Emanuel Elbinger at the age of 74

Emanuel Elbinger at the age of 74

This photo was taken in 2005 when I had to replace my ID card. 

In all my jobs everybody always knew that I'm a Jew and generally speaking I had good, decent relations. I never made a thing of it, never introduced myself as such, but I never hid it either, and I was left alone. If people wanted to tell Jewish jokes, they did it in my absence. I didn't have to listen to that. 

The only organization I belong to is the Children of the Holocaust Association, and I don't want anything else, because I think that's what I need, there is where I find people with similar stories. We have meetings once a month. There are 60 people enrolled in Cracow, I think, but if 40 of them come it's a good show. It's a lot, because lately a lot of that association is falling off, and some people only signed up for the benefits - there were reductions for the trams, for medication too. I'm maybe the oldest in the group, because people older than me can't be members of that association - the condition is that you had to have been no older than 16 after the war. In general they don't know much, because most of them were babies, hidden with other people. They don't know anything and the religion doesn't interest them much. I'm an agnostic too myself, so there's no problem there. 

Once, at a Children of the Holocaust meeting, Prof. Aleksandrowicz came to talk to us. Jerzy, son of Prof. Julian Aleksandrowicz [the hematologist]. He's a physician too, but a psychiatrist, and he told us that what we went through kind of enriches us, because we have a different take on things.

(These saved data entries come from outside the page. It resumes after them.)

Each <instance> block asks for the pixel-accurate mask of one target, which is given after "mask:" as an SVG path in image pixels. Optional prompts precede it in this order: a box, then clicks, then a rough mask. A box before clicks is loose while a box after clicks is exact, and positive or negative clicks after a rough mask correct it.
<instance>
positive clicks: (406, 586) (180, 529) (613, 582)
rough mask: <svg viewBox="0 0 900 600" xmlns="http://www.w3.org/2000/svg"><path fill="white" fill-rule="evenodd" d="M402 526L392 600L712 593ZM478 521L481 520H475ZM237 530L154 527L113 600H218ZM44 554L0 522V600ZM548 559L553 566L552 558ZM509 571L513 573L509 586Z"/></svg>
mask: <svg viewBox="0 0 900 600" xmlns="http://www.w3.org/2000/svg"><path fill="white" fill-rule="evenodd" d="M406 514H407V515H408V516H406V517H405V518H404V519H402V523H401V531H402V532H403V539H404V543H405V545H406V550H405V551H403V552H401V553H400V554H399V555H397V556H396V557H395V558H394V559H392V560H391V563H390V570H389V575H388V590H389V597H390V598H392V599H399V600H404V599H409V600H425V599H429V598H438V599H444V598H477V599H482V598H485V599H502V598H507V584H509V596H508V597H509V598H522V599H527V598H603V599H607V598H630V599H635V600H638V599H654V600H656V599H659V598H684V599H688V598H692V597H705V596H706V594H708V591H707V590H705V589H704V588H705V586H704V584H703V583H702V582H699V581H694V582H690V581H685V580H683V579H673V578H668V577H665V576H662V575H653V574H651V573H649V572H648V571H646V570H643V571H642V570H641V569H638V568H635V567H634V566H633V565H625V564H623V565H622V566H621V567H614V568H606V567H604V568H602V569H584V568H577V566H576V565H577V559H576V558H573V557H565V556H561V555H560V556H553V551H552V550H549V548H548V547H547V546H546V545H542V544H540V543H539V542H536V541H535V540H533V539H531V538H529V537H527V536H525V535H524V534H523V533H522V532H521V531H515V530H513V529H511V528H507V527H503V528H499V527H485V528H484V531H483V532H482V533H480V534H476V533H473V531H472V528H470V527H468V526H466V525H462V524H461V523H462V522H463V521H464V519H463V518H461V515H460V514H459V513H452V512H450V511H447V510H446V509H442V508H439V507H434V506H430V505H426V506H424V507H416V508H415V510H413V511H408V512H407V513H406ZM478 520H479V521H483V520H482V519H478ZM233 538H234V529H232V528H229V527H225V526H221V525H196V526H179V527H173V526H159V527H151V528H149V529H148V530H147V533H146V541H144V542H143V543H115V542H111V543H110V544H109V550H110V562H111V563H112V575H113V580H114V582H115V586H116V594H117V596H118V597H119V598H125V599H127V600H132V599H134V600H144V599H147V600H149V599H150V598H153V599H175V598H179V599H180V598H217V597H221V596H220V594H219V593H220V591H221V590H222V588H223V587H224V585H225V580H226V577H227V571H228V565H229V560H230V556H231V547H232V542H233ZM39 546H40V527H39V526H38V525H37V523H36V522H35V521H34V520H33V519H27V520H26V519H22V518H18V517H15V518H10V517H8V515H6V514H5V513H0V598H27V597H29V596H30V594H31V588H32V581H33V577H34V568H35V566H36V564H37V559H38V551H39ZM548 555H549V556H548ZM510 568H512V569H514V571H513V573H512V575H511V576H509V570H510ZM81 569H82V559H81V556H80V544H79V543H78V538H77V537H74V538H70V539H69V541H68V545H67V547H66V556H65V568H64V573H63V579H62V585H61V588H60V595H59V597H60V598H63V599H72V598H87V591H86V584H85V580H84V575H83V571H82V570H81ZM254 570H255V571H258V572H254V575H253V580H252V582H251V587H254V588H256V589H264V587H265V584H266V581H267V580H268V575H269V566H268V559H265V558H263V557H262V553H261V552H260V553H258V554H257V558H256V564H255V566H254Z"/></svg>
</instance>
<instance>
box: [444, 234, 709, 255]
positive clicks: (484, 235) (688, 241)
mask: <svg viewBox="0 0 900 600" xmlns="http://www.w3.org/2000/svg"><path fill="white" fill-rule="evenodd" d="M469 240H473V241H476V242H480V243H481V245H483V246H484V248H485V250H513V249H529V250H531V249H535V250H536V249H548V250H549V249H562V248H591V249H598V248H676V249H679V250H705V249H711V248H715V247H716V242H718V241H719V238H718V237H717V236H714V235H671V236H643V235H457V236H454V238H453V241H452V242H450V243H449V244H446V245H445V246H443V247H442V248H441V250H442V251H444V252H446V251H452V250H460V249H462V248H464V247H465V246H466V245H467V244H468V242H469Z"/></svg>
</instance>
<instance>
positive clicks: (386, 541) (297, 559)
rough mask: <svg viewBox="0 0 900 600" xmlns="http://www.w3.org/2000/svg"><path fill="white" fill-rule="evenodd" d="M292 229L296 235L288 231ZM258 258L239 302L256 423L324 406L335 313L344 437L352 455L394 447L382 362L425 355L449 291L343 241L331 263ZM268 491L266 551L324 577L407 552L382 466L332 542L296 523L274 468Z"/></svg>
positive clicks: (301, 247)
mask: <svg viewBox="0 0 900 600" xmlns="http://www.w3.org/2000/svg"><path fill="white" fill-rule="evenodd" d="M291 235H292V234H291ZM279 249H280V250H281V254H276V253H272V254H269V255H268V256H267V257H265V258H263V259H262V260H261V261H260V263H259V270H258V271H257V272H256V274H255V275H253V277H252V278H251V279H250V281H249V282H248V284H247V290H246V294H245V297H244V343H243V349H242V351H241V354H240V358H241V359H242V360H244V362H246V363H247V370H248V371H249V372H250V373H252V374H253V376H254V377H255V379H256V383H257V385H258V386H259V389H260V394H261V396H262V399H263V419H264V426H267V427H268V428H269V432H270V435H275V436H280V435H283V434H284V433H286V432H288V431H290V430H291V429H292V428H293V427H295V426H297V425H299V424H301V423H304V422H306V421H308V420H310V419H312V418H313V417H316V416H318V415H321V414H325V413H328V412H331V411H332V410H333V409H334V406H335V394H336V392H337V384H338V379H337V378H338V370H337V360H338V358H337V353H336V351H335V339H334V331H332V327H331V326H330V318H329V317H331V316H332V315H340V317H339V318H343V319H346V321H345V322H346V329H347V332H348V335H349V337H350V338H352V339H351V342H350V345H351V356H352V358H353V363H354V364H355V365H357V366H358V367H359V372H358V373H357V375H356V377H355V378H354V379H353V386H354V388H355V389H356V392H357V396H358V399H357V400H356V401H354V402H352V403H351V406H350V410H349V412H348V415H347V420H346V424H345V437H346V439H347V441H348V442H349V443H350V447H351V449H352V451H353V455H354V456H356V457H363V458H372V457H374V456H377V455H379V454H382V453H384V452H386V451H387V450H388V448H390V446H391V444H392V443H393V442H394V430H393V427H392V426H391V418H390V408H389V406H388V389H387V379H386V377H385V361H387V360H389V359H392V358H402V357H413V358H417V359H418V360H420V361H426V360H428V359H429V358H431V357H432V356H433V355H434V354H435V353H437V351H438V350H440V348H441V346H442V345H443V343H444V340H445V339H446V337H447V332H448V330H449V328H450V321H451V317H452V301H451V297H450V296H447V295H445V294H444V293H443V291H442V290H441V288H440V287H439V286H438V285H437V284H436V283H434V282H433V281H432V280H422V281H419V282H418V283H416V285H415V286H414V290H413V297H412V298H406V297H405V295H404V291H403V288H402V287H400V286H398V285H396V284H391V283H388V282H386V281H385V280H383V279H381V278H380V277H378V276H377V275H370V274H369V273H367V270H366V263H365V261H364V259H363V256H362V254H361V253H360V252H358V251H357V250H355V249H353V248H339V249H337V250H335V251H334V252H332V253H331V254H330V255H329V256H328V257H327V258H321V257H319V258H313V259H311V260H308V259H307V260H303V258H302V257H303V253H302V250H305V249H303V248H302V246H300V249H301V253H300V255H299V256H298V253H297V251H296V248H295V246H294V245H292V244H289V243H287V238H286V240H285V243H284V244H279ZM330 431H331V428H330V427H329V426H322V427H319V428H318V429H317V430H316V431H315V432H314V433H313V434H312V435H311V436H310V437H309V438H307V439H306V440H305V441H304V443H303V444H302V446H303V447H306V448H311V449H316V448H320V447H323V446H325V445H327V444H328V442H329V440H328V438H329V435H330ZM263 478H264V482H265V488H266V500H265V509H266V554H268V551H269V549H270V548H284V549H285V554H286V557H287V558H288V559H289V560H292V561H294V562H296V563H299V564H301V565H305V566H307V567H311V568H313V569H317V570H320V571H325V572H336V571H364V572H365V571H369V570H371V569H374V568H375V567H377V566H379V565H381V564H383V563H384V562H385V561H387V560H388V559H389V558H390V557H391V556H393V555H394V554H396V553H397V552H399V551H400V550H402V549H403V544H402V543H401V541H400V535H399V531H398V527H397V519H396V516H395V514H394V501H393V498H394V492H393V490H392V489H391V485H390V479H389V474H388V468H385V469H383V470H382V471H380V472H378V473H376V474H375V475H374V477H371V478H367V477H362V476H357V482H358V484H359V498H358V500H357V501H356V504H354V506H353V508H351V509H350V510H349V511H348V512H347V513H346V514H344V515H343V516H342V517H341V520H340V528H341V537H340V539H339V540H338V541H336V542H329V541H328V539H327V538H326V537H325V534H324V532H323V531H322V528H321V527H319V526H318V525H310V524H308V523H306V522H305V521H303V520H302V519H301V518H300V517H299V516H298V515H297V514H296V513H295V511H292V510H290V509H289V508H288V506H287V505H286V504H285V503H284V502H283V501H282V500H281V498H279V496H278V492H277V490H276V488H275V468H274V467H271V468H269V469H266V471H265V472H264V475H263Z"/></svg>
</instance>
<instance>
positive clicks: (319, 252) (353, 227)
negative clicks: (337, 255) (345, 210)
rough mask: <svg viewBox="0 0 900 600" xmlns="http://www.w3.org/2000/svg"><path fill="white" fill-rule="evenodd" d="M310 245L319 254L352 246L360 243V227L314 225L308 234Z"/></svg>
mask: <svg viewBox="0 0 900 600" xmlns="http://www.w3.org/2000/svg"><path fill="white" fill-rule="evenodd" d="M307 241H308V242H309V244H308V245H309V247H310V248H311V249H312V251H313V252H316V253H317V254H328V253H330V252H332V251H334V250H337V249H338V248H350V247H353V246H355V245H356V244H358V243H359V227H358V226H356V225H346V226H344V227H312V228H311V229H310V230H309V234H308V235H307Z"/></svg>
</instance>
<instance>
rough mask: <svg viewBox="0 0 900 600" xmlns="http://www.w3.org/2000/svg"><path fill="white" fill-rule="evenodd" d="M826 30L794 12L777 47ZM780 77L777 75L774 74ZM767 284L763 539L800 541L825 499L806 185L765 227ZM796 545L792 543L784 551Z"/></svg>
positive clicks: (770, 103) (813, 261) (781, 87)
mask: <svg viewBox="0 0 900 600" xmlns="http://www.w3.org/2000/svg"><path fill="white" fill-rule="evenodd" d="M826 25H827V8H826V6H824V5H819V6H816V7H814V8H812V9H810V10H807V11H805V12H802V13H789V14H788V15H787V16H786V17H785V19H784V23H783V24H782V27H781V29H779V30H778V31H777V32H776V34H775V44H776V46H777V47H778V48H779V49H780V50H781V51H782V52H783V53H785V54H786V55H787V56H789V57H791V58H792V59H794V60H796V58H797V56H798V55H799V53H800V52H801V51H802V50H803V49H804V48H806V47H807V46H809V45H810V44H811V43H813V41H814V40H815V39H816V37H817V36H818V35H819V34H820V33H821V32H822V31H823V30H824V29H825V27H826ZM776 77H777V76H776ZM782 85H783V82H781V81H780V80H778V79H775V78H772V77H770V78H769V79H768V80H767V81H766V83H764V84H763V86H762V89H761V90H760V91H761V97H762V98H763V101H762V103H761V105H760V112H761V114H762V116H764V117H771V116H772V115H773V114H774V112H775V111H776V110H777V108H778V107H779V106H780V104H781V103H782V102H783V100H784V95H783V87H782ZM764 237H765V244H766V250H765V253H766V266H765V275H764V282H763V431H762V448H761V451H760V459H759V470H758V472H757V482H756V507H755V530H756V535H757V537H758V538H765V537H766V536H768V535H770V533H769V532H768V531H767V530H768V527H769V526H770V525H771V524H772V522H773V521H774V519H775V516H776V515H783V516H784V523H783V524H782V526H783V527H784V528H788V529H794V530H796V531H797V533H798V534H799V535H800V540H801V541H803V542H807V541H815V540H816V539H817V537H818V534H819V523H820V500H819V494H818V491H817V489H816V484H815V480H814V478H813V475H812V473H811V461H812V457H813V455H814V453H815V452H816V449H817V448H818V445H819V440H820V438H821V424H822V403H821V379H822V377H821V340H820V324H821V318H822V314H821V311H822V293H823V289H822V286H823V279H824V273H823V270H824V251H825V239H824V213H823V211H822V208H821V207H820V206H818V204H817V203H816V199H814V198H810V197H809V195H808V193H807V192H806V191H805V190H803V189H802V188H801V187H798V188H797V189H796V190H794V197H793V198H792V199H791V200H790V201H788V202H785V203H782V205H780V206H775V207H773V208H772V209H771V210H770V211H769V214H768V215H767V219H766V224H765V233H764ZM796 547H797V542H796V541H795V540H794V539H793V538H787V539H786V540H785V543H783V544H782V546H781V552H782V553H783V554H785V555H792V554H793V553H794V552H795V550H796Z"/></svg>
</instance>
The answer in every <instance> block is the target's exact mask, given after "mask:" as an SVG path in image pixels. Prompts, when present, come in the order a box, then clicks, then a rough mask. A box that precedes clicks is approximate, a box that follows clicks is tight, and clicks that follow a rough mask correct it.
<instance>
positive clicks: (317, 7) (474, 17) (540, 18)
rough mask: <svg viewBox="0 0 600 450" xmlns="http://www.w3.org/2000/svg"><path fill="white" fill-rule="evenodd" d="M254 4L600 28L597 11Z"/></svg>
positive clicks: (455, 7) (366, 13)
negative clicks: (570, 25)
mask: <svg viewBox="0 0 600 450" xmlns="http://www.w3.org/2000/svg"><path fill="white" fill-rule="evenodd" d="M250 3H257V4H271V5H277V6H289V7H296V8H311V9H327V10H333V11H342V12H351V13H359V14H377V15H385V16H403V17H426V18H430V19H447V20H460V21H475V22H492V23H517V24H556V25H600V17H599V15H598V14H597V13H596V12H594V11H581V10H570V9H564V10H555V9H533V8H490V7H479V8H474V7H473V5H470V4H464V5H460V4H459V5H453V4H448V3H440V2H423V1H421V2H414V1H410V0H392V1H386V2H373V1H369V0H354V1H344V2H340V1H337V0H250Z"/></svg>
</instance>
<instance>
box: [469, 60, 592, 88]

He's a Child of the Holocaust himself. I knew him years ago, because we used to go on camp together. He's several years younger than me for first, and for second he had a full family after the war, father and mother. I say that I have to disagree with what he says, that it enriches us. I think it's the opposite, at least in my case, that what I went through more like suffocated me, because I was always inhibited, I always felt like I was treated worse, because what I went through affected my psyche. And I think that anybody who experienced that time as a child but more or less aware of things, it has to affect you like that. And none of us are 100 percent mentally in order. To different degrees. My sister's in a worse state, she even had to be in the hospital, but I don't want to talk about that.